Patokan saham Nikkei 225 Jepang memasuki konsolidasi bersama dengan indeks Asia-Pasifik yang lebih luas pada hari Rabu. Pasar menghadapi ujian besar akhir pekan ini ketika Washington dan Beijing duduk untuk meninjau kesepakatan perdagangan fase satu. Sentimen pasar mengarah ke sisi hati-hati dengan latar belakang ini.
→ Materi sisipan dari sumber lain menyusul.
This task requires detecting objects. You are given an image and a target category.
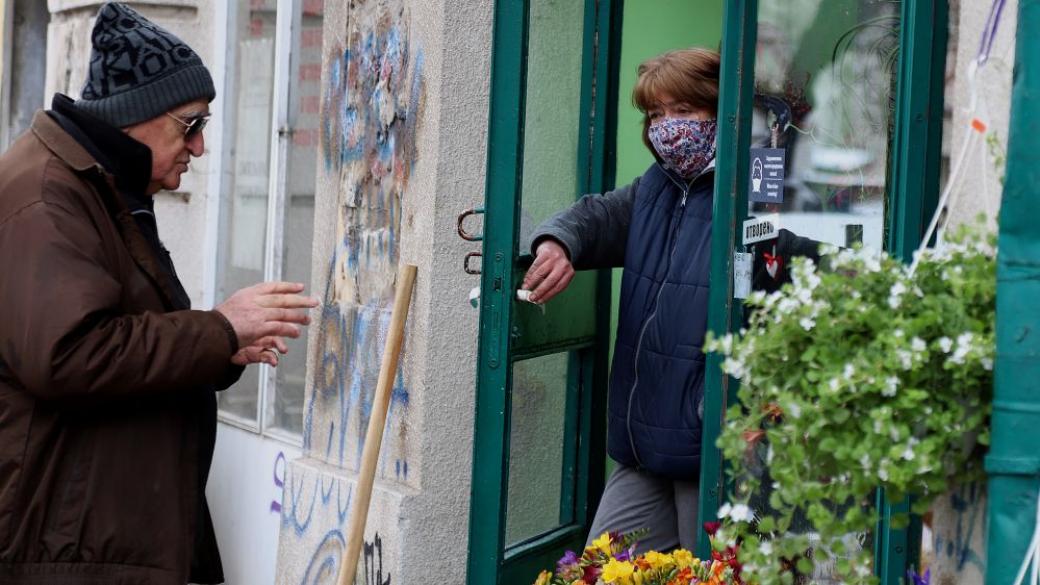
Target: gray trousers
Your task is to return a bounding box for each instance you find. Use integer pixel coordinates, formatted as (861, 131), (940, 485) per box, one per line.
(586, 463), (700, 554)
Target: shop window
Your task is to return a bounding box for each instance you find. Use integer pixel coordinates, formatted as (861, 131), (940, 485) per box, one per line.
(214, 0), (323, 441)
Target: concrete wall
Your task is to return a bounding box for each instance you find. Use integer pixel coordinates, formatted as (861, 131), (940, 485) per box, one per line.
(924, 0), (1018, 585)
(0, 0), (50, 149)
(944, 0), (1018, 230)
(277, 0), (491, 585)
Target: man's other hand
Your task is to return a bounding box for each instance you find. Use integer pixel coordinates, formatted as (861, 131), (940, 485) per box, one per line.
(521, 239), (574, 303)
(216, 282), (318, 349)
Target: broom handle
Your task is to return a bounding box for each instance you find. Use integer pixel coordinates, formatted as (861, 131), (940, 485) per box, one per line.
(336, 264), (416, 585)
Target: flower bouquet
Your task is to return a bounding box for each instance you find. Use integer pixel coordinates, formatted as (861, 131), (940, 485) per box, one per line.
(535, 532), (742, 585)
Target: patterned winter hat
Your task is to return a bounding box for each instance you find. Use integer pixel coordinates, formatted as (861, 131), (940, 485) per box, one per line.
(76, 2), (216, 128)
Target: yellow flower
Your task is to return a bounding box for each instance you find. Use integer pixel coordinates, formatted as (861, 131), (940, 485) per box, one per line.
(672, 549), (697, 569)
(643, 551), (675, 569)
(599, 559), (634, 584)
(592, 532), (610, 556)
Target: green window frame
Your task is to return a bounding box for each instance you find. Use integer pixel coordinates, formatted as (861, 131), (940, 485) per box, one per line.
(697, 0), (948, 583)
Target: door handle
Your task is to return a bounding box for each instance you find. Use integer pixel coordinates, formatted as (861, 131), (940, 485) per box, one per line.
(456, 207), (484, 241)
(456, 207), (484, 275)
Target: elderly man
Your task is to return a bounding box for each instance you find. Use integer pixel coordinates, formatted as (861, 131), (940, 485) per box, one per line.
(0, 3), (316, 585)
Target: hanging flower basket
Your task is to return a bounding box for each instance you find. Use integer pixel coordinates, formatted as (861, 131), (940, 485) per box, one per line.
(706, 220), (996, 585)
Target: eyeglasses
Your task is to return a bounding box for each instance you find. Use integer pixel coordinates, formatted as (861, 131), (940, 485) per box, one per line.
(166, 111), (209, 139)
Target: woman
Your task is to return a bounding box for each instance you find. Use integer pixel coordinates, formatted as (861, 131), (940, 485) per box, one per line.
(523, 49), (719, 552)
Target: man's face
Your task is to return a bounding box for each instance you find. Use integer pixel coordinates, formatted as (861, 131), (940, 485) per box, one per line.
(126, 100), (209, 195)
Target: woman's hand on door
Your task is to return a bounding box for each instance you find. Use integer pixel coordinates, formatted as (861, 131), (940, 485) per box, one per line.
(521, 239), (574, 303)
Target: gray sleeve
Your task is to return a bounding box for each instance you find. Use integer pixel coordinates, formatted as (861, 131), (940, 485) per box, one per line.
(530, 179), (639, 270)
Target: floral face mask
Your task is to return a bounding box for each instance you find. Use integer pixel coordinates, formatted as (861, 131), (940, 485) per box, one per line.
(649, 118), (719, 181)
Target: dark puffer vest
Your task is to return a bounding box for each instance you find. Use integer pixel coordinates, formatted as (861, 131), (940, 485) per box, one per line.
(607, 164), (714, 479)
(531, 164), (714, 480)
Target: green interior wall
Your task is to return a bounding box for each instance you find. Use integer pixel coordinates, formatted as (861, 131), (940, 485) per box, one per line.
(607, 0), (723, 474)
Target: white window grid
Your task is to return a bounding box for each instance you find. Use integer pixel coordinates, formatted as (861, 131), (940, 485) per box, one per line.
(205, 0), (305, 447)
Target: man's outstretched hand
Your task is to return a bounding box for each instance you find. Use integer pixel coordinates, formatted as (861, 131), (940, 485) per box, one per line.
(216, 282), (318, 365)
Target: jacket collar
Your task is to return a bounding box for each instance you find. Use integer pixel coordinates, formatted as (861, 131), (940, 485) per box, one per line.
(30, 109), (104, 173)
(30, 110), (185, 310)
(48, 94), (152, 197)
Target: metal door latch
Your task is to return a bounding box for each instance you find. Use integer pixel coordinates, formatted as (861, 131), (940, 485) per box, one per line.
(456, 207), (484, 275)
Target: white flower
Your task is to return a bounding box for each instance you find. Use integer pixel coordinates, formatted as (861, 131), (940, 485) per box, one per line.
(841, 363), (856, 380)
(895, 350), (913, 370)
(878, 459), (891, 481)
(881, 376), (900, 398)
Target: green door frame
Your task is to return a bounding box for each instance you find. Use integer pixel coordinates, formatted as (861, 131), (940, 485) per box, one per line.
(697, 0), (948, 583)
(467, 0), (620, 585)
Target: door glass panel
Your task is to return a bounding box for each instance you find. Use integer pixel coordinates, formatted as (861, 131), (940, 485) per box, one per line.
(517, 0), (584, 254)
(216, 0), (277, 422)
(266, 1), (323, 434)
(513, 0), (595, 353)
(749, 0), (900, 250)
(748, 0), (901, 583)
(505, 353), (577, 548)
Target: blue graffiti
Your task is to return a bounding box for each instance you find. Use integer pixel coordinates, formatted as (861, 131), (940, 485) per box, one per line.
(933, 483), (986, 573)
(300, 530), (346, 585)
(282, 468), (317, 536)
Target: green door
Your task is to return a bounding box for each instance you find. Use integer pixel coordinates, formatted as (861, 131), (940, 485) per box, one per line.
(698, 0), (946, 584)
(468, 0), (616, 585)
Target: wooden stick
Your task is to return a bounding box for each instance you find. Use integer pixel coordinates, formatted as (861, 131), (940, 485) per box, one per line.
(336, 264), (416, 585)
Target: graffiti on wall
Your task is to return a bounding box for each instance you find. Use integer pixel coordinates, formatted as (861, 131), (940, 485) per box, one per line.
(932, 483), (986, 574)
(304, 6), (423, 481)
(281, 468), (391, 585)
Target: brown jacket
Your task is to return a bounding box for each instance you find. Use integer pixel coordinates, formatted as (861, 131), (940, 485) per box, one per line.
(0, 112), (240, 585)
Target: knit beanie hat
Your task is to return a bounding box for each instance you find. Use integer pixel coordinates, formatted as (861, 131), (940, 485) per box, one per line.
(75, 2), (216, 128)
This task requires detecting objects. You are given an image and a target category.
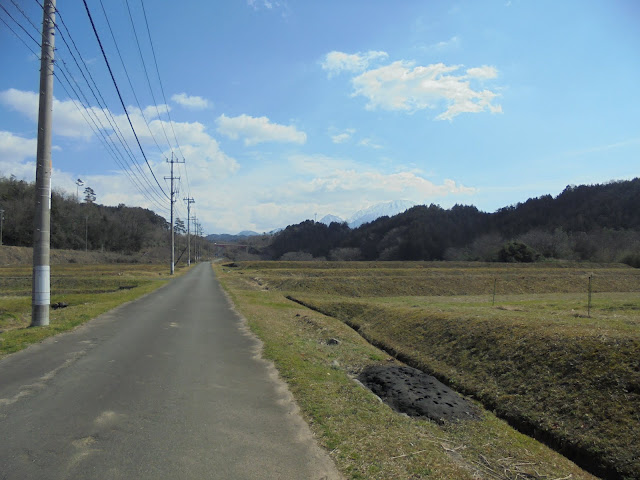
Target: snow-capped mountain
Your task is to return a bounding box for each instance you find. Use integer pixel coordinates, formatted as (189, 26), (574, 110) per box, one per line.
(318, 215), (344, 225)
(347, 200), (416, 228)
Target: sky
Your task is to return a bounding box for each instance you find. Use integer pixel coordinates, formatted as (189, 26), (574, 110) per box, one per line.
(0, 0), (640, 233)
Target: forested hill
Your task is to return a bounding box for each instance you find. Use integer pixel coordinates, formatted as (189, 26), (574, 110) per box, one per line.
(0, 176), (170, 252)
(265, 178), (640, 266)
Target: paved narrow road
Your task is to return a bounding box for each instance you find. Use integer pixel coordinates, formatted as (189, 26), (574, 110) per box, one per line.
(0, 264), (339, 480)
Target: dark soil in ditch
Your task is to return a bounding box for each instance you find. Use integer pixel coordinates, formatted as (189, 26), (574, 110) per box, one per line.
(358, 365), (479, 423)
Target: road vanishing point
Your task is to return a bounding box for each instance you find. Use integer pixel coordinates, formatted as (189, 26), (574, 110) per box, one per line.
(0, 263), (341, 480)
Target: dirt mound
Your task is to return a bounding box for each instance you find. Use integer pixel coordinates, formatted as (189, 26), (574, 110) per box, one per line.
(358, 365), (479, 423)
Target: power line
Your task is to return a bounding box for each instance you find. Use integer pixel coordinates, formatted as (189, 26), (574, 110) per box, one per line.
(125, 0), (173, 161)
(82, 0), (169, 198)
(140, 0), (191, 197)
(0, 4), (40, 46)
(0, 10), (40, 60)
(57, 4), (169, 206)
(100, 0), (171, 158)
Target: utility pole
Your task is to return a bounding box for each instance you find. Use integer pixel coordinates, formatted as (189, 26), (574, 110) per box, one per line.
(164, 152), (184, 275)
(31, 0), (56, 327)
(76, 179), (84, 203)
(187, 215), (198, 261)
(183, 197), (196, 265)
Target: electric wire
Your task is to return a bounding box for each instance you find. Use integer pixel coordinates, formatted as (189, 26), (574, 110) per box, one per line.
(125, 0), (173, 159)
(11, 0), (40, 33)
(6, 0), (180, 216)
(140, 0), (191, 197)
(54, 69), (168, 212)
(100, 0), (171, 155)
(53, 6), (164, 206)
(0, 10), (40, 60)
(0, 0), (166, 210)
(82, 0), (169, 198)
(0, 3), (40, 45)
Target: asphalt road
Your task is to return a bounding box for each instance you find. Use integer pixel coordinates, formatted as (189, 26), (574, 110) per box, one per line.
(0, 264), (340, 480)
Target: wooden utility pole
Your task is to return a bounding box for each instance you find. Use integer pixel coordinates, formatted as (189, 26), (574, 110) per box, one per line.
(31, 0), (56, 327)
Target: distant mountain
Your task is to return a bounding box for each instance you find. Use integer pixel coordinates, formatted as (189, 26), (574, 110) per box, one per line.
(347, 200), (415, 228)
(236, 230), (260, 237)
(264, 178), (640, 268)
(320, 215), (344, 225)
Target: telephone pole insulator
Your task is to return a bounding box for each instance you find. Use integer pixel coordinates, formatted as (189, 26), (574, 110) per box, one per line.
(164, 152), (184, 275)
(183, 197), (196, 265)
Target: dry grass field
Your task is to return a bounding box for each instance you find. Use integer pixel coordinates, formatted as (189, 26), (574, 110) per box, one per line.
(0, 262), (179, 357)
(217, 262), (640, 479)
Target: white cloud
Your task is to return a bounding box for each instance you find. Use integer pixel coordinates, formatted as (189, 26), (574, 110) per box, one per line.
(331, 128), (356, 143)
(0, 130), (38, 163)
(467, 65), (498, 80)
(171, 93), (209, 110)
(247, 0), (288, 11)
(352, 60), (502, 120)
(320, 50), (389, 77)
(358, 138), (383, 150)
(309, 170), (476, 201)
(216, 114), (307, 146)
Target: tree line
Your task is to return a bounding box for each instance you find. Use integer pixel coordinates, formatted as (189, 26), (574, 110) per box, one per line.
(0, 176), (198, 253)
(261, 178), (640, 267)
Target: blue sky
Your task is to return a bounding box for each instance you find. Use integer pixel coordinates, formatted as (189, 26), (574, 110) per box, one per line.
(0, 0), (640, 233)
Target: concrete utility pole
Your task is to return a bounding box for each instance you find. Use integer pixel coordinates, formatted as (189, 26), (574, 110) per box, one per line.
(164, 152), (184, 275)
(31, 0), (56, 327)
(0, 208), (4, 245)
(76, 179), (84, 203)
(183, 197), (196, 265)
(187, 215), (198, 261)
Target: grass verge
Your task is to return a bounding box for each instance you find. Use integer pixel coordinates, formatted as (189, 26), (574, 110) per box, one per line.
(214, 266), (594, 480)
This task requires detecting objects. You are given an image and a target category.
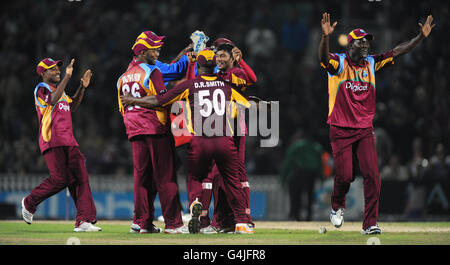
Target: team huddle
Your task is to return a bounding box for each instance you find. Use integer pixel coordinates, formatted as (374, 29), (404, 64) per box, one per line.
(22, 13), (434, 234)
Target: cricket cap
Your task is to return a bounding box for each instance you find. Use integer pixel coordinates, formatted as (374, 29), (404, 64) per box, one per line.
(131, 38), (164, 55)
(36, 58), (63, 75)
(136, 30), (166, 42)
(347, 28), (373, 43)
(197, 49), (216, 67)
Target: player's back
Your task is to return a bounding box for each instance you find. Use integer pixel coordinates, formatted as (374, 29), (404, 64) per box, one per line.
(117, 63), (168, 138)
(189, 75), (232, 137)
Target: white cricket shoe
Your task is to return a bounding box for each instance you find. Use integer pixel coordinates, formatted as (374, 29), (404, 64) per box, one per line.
(200, 225), (218, 234)
(130, 223), (141, 233)
(234, 223), (255, 234)
(139, 224), (162, 234)
(361, 224), (381, 235)
(164, 225), (189, 234)
(73, 222), (102, 232)
(157, 211), (191, 223)
(22, 197), (33, 225)
(188, 198), (203, 234)
(181, 212), (192, 223)
(330, 208), (344, 228)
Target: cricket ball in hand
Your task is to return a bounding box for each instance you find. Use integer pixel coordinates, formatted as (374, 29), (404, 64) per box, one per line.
(319, 226), (327, 234)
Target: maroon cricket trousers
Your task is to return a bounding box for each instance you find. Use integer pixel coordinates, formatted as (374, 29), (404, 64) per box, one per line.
(187, 136), (252, 223)
(131, 134), (183, 229)
(208, 136), (253, 227)
(330, 126), (381, 229)
(24, 146), (97, 226)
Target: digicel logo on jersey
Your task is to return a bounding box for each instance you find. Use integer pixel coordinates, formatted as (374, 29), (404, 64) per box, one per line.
(344, 81), (370, 93)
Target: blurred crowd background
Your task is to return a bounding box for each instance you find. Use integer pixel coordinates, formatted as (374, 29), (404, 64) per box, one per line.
(0, 0), (450, 187)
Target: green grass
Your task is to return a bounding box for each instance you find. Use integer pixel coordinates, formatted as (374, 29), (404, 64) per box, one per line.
(0, 221), (450, 245)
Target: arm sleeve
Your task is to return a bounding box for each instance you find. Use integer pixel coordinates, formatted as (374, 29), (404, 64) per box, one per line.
(372, 50), (394, 72)
(231, 88), (251, 108)
(156, 82), (189, 107)
(320, 53), (341, 75)
(35, 86), (52, 108)
(186, 62), (197, 80)
(149, 70), (167, 95)
(231, 68), (251, 88)
(239, 60), (258, 85)
(155, 55), (189, 82)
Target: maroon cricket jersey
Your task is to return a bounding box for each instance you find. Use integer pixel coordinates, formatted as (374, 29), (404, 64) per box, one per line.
(117, 62), (169, 139)
(217, 66), (253, 135)
(156, 74), (250, 136)
(34, 82), (78, 154)
(321, 51), (394, 128)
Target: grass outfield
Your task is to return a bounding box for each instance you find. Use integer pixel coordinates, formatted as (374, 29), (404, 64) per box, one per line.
(0, 220), (450, 245)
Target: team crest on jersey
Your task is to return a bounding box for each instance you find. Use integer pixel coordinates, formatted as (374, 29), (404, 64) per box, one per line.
(362, 70), (368, 78)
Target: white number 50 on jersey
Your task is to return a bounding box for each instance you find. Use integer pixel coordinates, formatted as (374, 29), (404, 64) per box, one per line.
(122, 83), (141, 110)
(198, 89), (225, 117)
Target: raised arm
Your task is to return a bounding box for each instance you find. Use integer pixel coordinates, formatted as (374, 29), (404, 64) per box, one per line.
(232, 47), (258, 85)
(70, 69), (92, 112)
(319, 13), (337, 65)
(120, 93), (160, 109)
(50, 59), (75, 106)
(393, 15), (435, 57)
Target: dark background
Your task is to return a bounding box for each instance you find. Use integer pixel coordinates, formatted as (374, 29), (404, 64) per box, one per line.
(0, 0), (450, 196)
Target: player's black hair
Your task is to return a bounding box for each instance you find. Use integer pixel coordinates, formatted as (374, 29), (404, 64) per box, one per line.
(216, 43), (234, 57)
(216, 43), (237, 66)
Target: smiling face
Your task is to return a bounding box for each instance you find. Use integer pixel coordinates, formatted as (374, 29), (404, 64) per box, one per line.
(349, 37), (370, 61)
(216, 50), (234, 71)
(138, 48), (161, 65)
(42, 65), (61, 85)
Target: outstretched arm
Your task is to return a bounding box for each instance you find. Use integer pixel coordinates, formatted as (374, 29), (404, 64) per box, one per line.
(70, 69), (92, 112)
(120, 93), (160, 109)
(319, 13), (337, 65)
(50, 59), (75, 106)
(393, 15), (435, 57)
(171, 43), (194, 63)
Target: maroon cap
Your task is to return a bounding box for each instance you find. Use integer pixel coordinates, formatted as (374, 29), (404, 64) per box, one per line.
(211, 38), (234, 47)
(36, 58), (62, 75)
(197, 49), (216, 67)
(347, 28), (373, 43)
(137, 30), (166, 42)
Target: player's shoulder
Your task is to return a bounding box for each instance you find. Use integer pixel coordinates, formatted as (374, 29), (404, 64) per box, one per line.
(34, 82), (53, 93)
(229, 66), (245, 76)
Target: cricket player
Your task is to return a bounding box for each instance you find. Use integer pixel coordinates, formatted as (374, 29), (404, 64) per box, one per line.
(127, 30), (193, 233)
(22, 58), (102, 232)
(117, 38), (189, 234)
(121, 50), (254, 233)
(182, 38), (257, 234)
(319, 13), (434, 234)
(128, 30), (192, 86)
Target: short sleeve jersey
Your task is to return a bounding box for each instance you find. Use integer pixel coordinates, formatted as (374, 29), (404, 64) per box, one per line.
(321, 51), (394, 128)
(117, 62), (168, 139)
(34, 82), (78, 154)
(156, 75), (250, 136)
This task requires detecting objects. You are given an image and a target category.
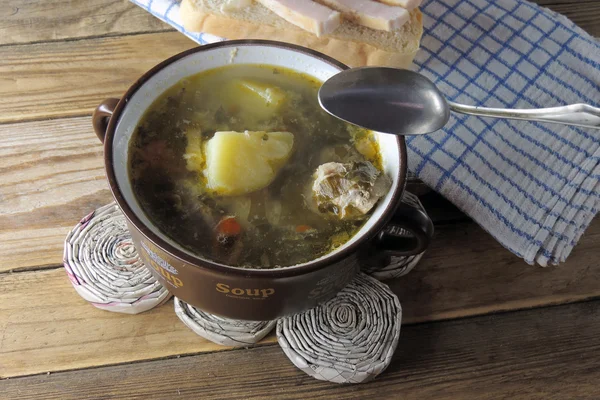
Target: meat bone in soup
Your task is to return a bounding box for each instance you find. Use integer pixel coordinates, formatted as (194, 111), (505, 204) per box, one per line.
(129, 65), (391, 268)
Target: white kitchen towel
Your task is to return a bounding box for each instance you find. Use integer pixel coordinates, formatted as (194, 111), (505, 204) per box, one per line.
(132, 0), (600, 266)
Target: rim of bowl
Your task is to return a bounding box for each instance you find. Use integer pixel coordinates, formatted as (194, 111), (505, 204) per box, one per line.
(104, 39), (407, 278)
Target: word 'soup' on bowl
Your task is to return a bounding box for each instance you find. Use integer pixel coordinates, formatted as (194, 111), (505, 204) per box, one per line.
(93, 40), (433, 320)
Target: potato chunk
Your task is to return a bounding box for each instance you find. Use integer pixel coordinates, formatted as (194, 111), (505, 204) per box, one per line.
(239, 79), (286, 109)
(205, 131), (294, 196)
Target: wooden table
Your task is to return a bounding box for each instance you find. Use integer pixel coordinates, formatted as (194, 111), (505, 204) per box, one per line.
(0, 0), (600, 400)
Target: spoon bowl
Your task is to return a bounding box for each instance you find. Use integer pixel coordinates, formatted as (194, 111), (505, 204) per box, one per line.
(319, 67), (450, 135)
(319, 67), (600, 135)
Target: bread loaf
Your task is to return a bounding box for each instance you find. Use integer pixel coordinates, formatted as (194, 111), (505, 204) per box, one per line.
(180, 0), (423, 68)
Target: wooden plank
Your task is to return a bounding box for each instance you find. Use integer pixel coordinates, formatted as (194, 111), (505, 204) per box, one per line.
(0, 3), (600, 122)
(0, 0), (600, 45)
(0, 117), (466, 273)
(0, 301), (600, 400)
(0, 268), (272, 378)
(537, 0), (600, 37)
(0, 32), (196, 122)
(0, 221), (600, 377)
(0, 117), (112, 272)
(0, 0), (173, 45)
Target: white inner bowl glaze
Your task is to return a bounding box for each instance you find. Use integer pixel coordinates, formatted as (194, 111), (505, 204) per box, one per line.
(112, 44), (401, 268)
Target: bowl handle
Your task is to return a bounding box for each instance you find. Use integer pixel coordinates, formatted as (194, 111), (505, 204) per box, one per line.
(92, 98), (119, 143)
(372, 192), (433, 256)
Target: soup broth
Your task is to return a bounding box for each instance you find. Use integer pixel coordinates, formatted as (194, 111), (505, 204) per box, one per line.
(129, 65), (391, 268)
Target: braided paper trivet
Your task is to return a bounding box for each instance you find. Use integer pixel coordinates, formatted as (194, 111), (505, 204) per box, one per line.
(277, 273), (402, 383)
(360, 192), (425, 281)
(175, 297), (276, 347)
(64, 203), (170, 314)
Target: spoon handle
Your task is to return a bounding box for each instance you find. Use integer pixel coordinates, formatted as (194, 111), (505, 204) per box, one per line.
(448, 101), (600, 129)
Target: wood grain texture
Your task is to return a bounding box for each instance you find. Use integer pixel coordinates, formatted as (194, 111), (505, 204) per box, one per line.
(0, 0), (600, 45)
(0, 117), (112, 272)
(548, 0), (600, 37)
(0, 117), (466, 273)
(0, 2), (600, 123)
(0, 32), (196, 123)
(0, 221), (600, 377)
(0, 301), (600, 400)
(0, 0), (174, 45)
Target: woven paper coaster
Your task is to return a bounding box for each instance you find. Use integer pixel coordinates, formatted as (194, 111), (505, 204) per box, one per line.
(277, 273), (402, 383)
(63, 203), (170, 314)
(175, 297), (276, 347)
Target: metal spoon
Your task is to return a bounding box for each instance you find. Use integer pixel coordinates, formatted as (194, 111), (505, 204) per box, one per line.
(319, 67), (600, 135)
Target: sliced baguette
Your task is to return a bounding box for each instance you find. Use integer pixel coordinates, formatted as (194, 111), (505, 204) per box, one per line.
(180, 0), (423, 68)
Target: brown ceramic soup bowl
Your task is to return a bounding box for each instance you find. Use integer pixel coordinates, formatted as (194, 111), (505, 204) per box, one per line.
(93, 40), (433, 320)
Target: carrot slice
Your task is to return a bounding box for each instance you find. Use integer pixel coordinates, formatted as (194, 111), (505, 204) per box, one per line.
(296, 225), (312, 233)
(217, 216), (242, 236)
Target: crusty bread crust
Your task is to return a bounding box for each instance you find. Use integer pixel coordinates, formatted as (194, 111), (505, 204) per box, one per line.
(180, 0), (422, 68)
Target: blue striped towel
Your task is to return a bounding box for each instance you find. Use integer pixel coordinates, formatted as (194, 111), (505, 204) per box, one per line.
(132, 0), (600, 266)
Secara teknis, Nikkei 225 gagal menembus di atas level pertahanan utama di 22.900 – batas atas zona kisarannya. Indeks dapat terus berkonsolidasi antara 22.000 hingga 22.900 di hari-hari mendatang tanpa katalis yang jelas. Namun, jika pasar AS mengalami koreksi yang berarti, Nikkei dapat mengikuti.

Harga emas menderita dari aksi jual dua hari terbesar sejak 2013, jatuh sebanyak 6% sebelum memperpanjang kerugian selama sesi APAC hari Rabu. Dolar AS yang lebih kuat dan data makroekonomi yang menguntungkan membebani harga emas. Konsolidasi ini mungkin memiliki lebih banyak ruang untuk dilakukan karena aktivitas pengambilan untung tiba-tiba terjadi setelah kenaikan 14% yang menakjubkan selama tiga minggu terakhir.

Secara teknis, harga emas telah mencapai level retracemen Fibonacci 76,4% di US $ 1.870 sebelum melambung tipis ke US $ 1.890. Jika support US $ 1.870 gagal bertahan, harga emas mungkin akan turun lebih lanjut untuk menguji support kunci berikutnya di US $ 1.808.